I have never printed on Printa equipment, so everything I'm about to say is just speculative...

For what you get, they seem overpriced. The "deluxe system" (which is what you would need to get to even be able to print shirts) is 7000$. That is for a press, exposure unit and flash dryer.

Their exposure unit is a cheapy. It doesn't have a vacuum sealing top to minimize light scatter on your screen, which will be heavy as there are multiple light sources (fluorescent tubes) in the unit, instead of one, powerful source.

The flash dryer looks cheap as well. Nothing too cheap about it, but nothing special. They are not expensive pieces of equipment, and I don't understand how they are the central part of the 2000$ jump between the "basic" package and the "deluxe."

The press is what worries me most. Your press needs to be your workhorse, it is the central part of the process. Most presses are obviously sturdily built, all metal, heavy duty pieces of equipment. This press looks flimsy. Can't say forsure, but it doesn't even look all metal.

The print heads are much too small to have a reliable and efficient micro-registration system, even thought they are advertised as having some sort of micro-registration.

I am also usually wary of "all in one" packages in general. In my experience, if one part of the package breaks, you have to replace everything as they want to make everything as integrated as possible.

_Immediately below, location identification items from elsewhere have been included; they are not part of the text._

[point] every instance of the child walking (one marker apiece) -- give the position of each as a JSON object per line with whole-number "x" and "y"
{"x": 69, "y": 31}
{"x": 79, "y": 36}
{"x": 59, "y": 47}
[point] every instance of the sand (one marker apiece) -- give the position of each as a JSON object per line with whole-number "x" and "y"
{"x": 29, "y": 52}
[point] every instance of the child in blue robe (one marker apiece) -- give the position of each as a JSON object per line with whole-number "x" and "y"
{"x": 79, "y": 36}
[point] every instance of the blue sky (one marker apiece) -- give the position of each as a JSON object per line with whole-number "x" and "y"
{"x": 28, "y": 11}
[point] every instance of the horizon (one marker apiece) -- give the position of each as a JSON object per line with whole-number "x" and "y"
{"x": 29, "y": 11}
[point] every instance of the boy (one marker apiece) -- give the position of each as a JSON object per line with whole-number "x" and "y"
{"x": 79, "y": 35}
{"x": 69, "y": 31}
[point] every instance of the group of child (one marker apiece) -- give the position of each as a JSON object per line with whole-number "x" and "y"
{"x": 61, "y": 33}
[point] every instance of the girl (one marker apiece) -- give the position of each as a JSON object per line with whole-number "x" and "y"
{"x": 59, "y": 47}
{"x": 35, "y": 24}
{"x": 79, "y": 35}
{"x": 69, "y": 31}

My two cents are that you could get a much better set up for 7000$. Companies like M&R built systems that - even at the entry level - are designed to last, as well as being compatible and upgradeable for the future. Because really, if you end up developing a nice business, you don't want to be printing on a Printa package full time.

I set my shop up - Caps press, M&R flash, exposure unit, shelves, shirts, inks, squeegees, screens, shinks, pressure washer etc. - for 10000$ canadian. I think I'm printing on a nicer set up than that Printa package, and I doubt I would have been able to buy all the supplies I needed after spending 7000$US plus shipping on that set up.

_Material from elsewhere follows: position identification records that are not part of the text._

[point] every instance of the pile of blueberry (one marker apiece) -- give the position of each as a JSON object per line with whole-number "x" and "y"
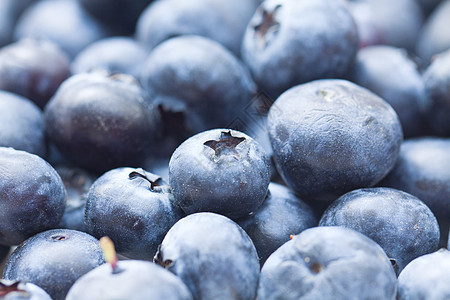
{"x": 238, "y": 149}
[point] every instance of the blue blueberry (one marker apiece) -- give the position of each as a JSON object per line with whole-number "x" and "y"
{"x": 222, "y": 21}
{"x": 200, "y": 79}
{"x": 291, "y": 42}
{"x": 133, "y": 280}
{"x": 32, "y": 196}
{"x": 17, "y": 290}
{"x": 426, "y": 277}
{"x": 22, "y": 124}
{"x": 328, "y": 263}
{"x": 437, "y": 88}
{"x": 63, "y": 22}
{"x": 115, "y": 55}
{"x": 390, "y": 73}
{"x": 33, "y": 69}
{"x": 220, "y": 170}
{"x": 332, "y": 136}
{"x": 399, "y": 222}
{"x": 132, "y": 207}
{"x": 100, "y": 122}
{"x": 281, "y": 215}
{"x": 54, "y": 260}
{"x": 213, "y": 256}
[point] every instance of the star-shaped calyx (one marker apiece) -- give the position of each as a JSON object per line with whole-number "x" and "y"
{"x": 268, "y": 24}
{"x": 226, "y": 143}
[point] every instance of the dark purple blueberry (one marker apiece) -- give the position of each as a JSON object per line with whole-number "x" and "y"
{"x": 134, "y": 208}
{"x": 291, "y": 42}
{"x": 399, "y": 222}
{"x": 63, "y": 22}
{"x": 222, "y": 21}
{"x": 220, "y": 170}
{"x": 332, "y": 136}
{"x": 390, "y": 73}
{"x": 133, "y": 280}
{"x": 434, "y": 37}
{"x": 426, "y": 277}
{"x": 18, "y": 290}
{"x": 100, "y": 122}
{"x": 197, "y": 83}
{"x": 54, "y": 260}
{"x": 33, "y": 68}
{"x": 77, "y": 182}
{"x": 22, "y": 124}
{"x": 395, "y": 23}
{"x": 437, "y": 88}
{"x": 115, "y": 55}
{"x": 281, "y": 215}
{"x": 328, "y": 263}
{"x": 213, "y": 256}
{"x": 32, "y": 196}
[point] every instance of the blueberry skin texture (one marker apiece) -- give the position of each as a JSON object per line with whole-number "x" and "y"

again, just my two cents, i bet it would be nice to have an integrated set-up to learn on, and i'm sure they produce good results, but if you want great results and long term security, i would explore other options.


----------



## John S (Sep 9, 2006)

I looked at buying a new Printa and I also had a chance to buy a used printa that had been used only a few times. 

The positives: It had a small foot print. It seemed like a nice way to burn screens in register. It had many of the 'systems' of screen printing thought out. The hardware looked sturdy although the base of the cabnet seemed a little tippy. You couldn't stand to the sided and push on the screen without tipping the base. I would have been banging my feet on the end of the base while printing. 

Why I didn't buy a Printa:
You pay a premium for the hardware, and you have one source for the screens. The screens are also smaller than standard 20x24's. I wanted to have the option of printing corplast with oversized screens. With the screens in the up position, you don't have room for larger screens unless you put one on each side. 
The older models didn't have a good off contact tilt adjustment. Printa says they just added that important feature. 
After working with a few screen presses, and seeing how quickly you can bring screens into register, I wouldn't mess with the pre-burn registration that is a key to the Printa system.

When I looked at the used Printa, the owner quit because of the 'mess'. She hauled the screens out in the woods to clean them up. I also notice the starter kit had very little ink and capilary film. I would have burned through that amount in the first week of operation.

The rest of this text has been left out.